Sunday, 26 April 2015

Broad Bean Folklore

      A bright and sunny, but chilly day in Shropshire, as the cold nights continue to deter a lot of the seed I’ve sown in the garden from germinating.
       Not all the seeds though, because one plant which does seem to have a higher than usual ratio of germination to seeds sown than usual is the broad bean. And that’s a pity in some ways.
       When sowing my broad beans I followed the maxims laid down in the old rhymes associated with broad beans, which say that on St Valentines Day, they should be in the clay; that you should sow far more seeds than you need for the number of plants you hope to get – one to rot and one to grow, one for the pigeon and one for the crow – and that if you sow broad beans in the mud, they’ll grow like wood.
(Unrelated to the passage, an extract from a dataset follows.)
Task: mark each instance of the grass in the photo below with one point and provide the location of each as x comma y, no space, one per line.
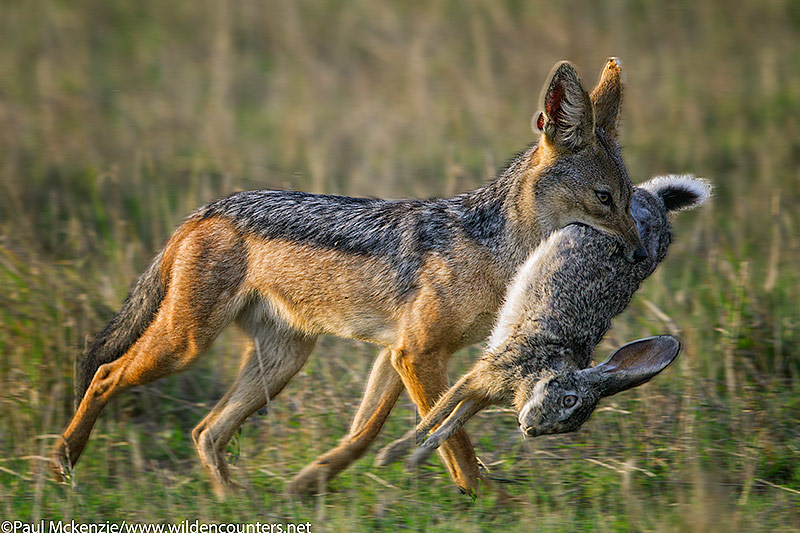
120,118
Though that only actually rhymes if you come from north of Watford.
        What there wasn’t a rhyme to tell me, unfortunately, was what to do if a lot of plugs of broad beans you ordered from a leading nursery back before Christmas, and then forgot about, turn up after the seeds you’ve sown are in the ground.
       Try to avoid my garden when so many beans are in flower is one they ought to do a rhyme about, perhaps, especially at night, because there is an old superstition, known in some parts of the country, which says that a field of broad beans in full flower has a scent which can cause such a quickening of a person’s breathing and heartbeat, and arouse such a general feeling of excitement bordering on intoxication in them if breathed  in too deeply, that someone sleeping amongst them through the night can be driven to madness by morning.

      In the garden, perhaps not at night if it can be avoided. Trying not to breathe too deeply of any broad bean flowers there may be around. Look out for Cornus nuttallii, the Mountain Dogwood, or Pacific Dogwood, a deciduous, conical tree, which has large white bracts surrounding tiny flowers in late spring, and foliage that turns yellow, or occasionally red, in autumn.